# Troubleshooting Series 1 NO BOOT



## wa4otj (Mar 16, 2007)

I blew it! Stupid! Stupid! Brain fart!

My original Series 1 Tivo has been running faithfully for years. It is upgraded with an Ethernet card and 2 120 GB hard drives, for 240 GB.

Yesterday, for reasons that are not important, I needed to change it's IP address. I telnetted in, mounted the partition as RW, edited the rc.arch file to change the IP address with Joe, also edited rc.sysinit to change the path to include my /var/hack directory, which I had always before just manually added when I wanted to work on the machine, and then rebooted.
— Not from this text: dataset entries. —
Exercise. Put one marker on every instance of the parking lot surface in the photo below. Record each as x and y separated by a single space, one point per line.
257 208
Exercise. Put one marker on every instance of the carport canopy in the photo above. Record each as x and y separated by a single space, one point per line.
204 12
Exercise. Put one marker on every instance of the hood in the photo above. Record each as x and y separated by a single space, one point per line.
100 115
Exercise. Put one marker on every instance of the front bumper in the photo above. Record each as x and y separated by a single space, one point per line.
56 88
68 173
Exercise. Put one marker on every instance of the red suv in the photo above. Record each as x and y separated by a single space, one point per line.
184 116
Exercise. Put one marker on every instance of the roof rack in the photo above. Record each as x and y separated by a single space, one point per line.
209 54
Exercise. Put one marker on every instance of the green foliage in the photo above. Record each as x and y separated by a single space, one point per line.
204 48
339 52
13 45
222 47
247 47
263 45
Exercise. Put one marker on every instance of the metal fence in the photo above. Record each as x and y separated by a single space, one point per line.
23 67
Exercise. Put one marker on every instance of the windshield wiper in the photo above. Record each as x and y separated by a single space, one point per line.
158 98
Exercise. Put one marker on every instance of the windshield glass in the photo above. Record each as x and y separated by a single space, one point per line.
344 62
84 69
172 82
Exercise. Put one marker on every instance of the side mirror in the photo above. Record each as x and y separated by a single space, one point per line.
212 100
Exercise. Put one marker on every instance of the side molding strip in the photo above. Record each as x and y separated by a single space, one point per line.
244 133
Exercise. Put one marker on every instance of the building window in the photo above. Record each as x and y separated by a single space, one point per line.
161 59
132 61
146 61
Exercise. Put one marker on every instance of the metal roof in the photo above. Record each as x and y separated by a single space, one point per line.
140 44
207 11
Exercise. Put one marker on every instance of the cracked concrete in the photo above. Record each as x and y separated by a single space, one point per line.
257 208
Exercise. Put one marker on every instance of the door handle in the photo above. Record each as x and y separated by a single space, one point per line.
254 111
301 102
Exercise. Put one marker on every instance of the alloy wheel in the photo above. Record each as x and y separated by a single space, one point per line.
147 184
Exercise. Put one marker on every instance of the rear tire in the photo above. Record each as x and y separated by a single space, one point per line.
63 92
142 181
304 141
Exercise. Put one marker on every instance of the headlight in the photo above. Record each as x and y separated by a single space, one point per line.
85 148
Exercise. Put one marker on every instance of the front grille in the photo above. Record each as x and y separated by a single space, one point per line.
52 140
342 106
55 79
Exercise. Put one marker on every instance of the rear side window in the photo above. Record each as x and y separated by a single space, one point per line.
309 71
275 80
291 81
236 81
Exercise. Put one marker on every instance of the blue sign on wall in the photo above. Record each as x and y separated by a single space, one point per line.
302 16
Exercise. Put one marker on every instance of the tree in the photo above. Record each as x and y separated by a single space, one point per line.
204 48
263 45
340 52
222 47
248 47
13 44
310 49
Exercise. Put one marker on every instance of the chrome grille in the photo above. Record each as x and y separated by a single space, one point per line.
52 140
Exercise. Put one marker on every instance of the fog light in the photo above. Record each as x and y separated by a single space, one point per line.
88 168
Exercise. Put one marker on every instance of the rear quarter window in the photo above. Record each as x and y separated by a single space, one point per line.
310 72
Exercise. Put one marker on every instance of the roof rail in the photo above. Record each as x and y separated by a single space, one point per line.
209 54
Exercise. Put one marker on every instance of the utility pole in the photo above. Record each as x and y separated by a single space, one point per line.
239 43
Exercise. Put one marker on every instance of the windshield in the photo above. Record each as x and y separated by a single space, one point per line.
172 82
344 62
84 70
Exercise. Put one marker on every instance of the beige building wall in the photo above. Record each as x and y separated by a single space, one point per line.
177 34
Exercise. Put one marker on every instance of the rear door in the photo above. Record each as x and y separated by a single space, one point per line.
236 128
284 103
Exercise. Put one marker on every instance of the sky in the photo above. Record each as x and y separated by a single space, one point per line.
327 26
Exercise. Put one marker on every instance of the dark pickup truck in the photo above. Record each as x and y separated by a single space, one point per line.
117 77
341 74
Unfortunately, I forgot to remount the partition as RO. IDIOT!

It broke something!!

Long story short, the Tivo won't boot. I removed the drives and put them in a PC, booted the MFS Tools CD and checked them out. Everything looks perfect. rc.sysinit and rc.arch look fine to my eye.
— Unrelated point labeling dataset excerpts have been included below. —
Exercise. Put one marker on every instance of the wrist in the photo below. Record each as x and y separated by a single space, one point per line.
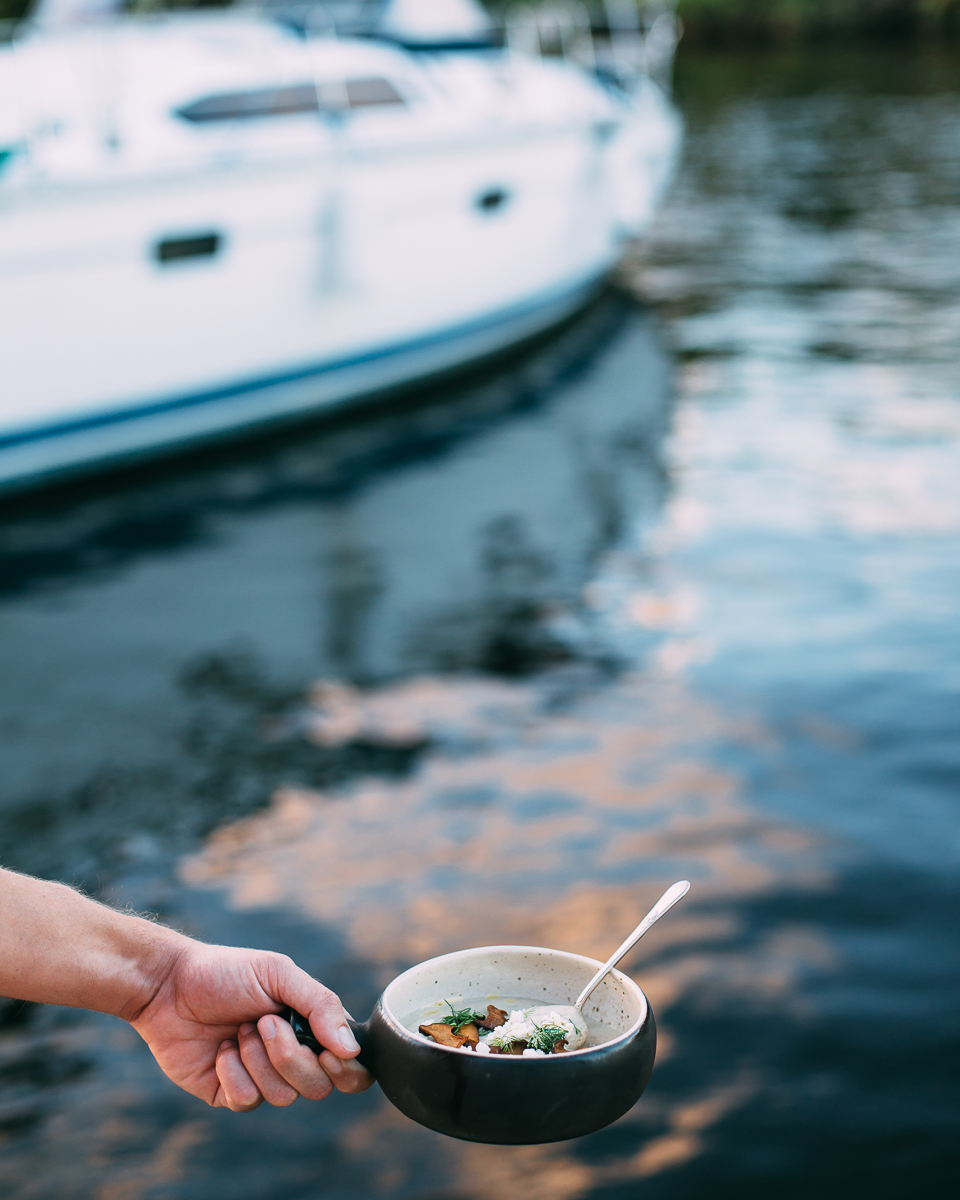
143 959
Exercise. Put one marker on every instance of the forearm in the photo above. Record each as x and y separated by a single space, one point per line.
58 947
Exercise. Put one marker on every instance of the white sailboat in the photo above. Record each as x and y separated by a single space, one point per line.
209 222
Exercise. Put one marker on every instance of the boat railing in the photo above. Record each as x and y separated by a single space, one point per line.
619 40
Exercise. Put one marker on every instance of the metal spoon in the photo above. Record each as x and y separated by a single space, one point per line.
666 901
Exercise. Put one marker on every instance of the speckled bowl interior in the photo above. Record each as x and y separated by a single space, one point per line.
502 972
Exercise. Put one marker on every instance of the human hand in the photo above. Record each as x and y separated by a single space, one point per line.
211 1029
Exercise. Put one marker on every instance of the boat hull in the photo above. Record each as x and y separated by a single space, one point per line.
58 450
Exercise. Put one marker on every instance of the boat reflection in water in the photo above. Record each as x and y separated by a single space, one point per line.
208 222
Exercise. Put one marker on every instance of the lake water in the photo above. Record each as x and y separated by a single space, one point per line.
672 594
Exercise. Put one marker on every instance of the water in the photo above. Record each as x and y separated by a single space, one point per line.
671 595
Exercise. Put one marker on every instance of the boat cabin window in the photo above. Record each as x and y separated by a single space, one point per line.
301 97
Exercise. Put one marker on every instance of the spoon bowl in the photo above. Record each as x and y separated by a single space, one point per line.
508 1099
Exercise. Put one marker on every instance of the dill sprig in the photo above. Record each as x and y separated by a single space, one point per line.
546 1037
461 1017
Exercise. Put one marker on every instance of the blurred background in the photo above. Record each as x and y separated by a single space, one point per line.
667 591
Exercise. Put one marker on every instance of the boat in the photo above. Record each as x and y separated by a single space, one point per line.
214 222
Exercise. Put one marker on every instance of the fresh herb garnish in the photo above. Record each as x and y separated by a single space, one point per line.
547 1037
461 1017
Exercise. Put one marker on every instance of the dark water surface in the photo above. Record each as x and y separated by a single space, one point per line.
673 594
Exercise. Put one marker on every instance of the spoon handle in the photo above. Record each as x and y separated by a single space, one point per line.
666 901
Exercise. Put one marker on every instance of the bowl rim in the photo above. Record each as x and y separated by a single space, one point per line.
595 964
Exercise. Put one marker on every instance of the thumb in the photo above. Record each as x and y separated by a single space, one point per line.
321 1007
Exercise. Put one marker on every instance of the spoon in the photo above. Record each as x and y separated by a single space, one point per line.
663 905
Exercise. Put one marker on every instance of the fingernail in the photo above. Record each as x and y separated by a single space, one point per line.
347 1039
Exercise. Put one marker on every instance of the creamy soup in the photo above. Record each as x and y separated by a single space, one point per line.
515 1008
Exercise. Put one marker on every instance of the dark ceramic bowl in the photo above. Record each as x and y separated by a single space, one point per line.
502 1098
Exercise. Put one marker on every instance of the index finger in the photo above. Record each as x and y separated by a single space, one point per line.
318 1006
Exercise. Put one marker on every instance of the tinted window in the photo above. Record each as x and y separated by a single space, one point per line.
301 97
231 106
I checked /var/log/kernel for errors, and it appears to run thru the rc.sysinit without complaint. I did see a message about fsck. So I kinda assumed it was going to run fsck. I left it on overnight, still no joy.

I need some additional pointers on troubleshooting. Can I run fsck on the PC? What other steps might help?
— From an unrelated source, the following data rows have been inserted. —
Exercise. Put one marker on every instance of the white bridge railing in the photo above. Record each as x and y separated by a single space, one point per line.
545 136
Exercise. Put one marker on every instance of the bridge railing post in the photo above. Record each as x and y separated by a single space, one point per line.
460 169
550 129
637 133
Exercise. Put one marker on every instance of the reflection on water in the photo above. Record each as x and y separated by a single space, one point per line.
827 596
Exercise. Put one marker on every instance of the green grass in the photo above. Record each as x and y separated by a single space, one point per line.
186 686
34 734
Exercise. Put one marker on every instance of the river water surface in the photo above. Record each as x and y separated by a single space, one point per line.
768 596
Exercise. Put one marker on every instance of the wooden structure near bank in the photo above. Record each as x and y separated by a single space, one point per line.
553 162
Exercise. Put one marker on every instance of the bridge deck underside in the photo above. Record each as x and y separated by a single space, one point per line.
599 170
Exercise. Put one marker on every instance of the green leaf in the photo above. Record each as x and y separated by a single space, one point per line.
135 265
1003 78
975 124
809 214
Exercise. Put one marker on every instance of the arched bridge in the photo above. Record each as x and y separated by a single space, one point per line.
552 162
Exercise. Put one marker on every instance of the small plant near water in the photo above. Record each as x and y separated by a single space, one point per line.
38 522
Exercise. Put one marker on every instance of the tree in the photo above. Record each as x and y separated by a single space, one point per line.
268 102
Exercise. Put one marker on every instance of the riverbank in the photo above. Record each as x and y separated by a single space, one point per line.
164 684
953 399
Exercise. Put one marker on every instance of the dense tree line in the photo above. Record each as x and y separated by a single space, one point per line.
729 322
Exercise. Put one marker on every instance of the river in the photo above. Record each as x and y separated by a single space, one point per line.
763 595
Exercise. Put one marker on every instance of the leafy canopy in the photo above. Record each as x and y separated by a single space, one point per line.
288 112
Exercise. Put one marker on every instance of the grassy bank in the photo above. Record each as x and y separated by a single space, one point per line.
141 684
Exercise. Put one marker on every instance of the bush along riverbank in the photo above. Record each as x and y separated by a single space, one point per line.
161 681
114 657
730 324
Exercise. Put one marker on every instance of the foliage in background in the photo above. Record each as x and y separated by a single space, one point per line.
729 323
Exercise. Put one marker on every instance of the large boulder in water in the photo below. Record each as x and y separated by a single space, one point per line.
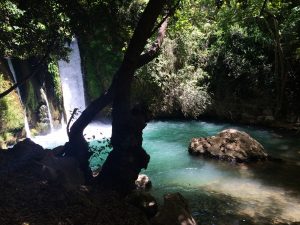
230 145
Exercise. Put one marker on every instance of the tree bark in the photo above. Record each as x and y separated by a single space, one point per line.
127 158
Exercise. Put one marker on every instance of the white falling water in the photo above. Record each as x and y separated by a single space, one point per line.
73 95
26 125
48 109
72 83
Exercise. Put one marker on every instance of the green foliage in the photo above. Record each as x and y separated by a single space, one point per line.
177 74
100 149
31 28
11 112
103 47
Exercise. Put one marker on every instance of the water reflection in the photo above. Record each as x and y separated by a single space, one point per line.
220 192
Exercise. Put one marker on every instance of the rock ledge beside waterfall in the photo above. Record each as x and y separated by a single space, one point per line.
229 145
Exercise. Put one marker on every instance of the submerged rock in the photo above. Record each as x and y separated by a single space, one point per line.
143 182
144 201
175 211
230 145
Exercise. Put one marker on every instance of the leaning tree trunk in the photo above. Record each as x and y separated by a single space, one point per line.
127 157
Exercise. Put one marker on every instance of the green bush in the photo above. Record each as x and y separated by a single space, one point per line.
11 111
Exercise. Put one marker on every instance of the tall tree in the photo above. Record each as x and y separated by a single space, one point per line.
127 157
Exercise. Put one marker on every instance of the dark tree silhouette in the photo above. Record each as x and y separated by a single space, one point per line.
127 158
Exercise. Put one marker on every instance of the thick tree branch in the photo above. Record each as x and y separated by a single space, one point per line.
125 73
263 7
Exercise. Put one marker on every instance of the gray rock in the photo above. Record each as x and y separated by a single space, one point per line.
230 145
143 182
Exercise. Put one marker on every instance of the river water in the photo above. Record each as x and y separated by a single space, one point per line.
220 192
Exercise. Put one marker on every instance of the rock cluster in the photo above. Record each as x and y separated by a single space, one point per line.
230 145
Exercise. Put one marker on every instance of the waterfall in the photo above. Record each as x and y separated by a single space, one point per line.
48 109
26 124
72 83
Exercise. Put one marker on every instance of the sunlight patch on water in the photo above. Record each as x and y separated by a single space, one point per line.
258 201
94 131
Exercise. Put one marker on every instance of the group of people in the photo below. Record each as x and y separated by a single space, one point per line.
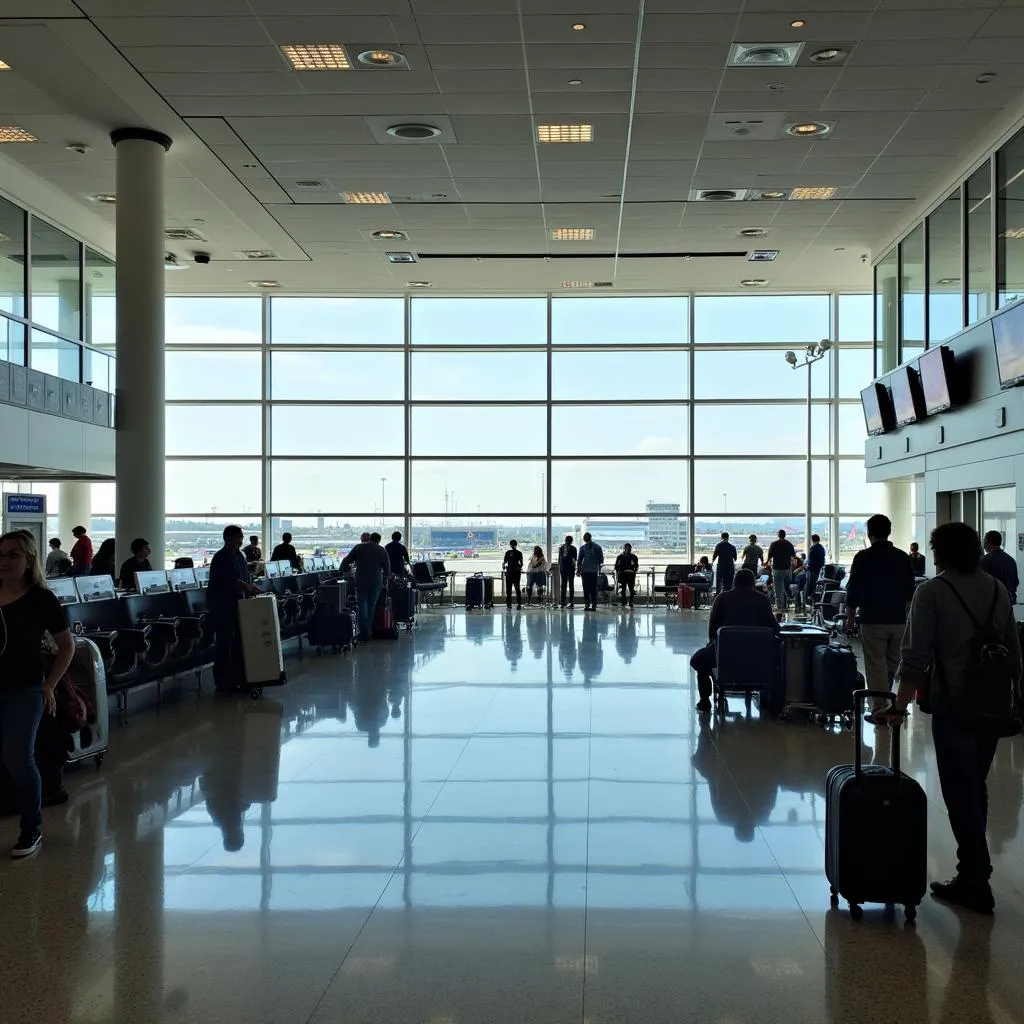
923 637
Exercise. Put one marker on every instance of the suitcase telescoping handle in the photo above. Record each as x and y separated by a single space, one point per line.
859 696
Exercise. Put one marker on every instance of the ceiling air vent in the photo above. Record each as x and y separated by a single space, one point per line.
183 235
717 195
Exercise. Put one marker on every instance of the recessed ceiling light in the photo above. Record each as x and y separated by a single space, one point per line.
808 129
316 56
367 199
382 58
829 53
807 193
565 133
573 235
13 133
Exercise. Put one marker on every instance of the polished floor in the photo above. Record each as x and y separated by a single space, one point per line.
496 818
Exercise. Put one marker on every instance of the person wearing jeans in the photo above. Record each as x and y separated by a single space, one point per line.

I was going to try today to get bash running on the serial port so I can get into it and poke around. Been a long time since I did that, don't remember how, but I think I can find docs online.

But I really need suggestions here. Is there a more painless way to get this thing restored? Or should I get Instantcake and just reimage the drive?

I'd hate to lose the video on the machine, but on the other hand I'd rather do that than give up, or be down for an extended time. 

I also have a friend with another similar machine, maybe I can borrow hers and copy her drives to mine. But it intuitively feels like there should be a simpler solution.

Pointers anyone?

In the case of fsck, how long should I leave it before concluding it ain't working? I cannot feel any hard drive activity when I touch the drives, so I am not sure it is really running fsck. I did not tell it to do so, but the message in the log led me to believe it was doing so automatically. But maybe not.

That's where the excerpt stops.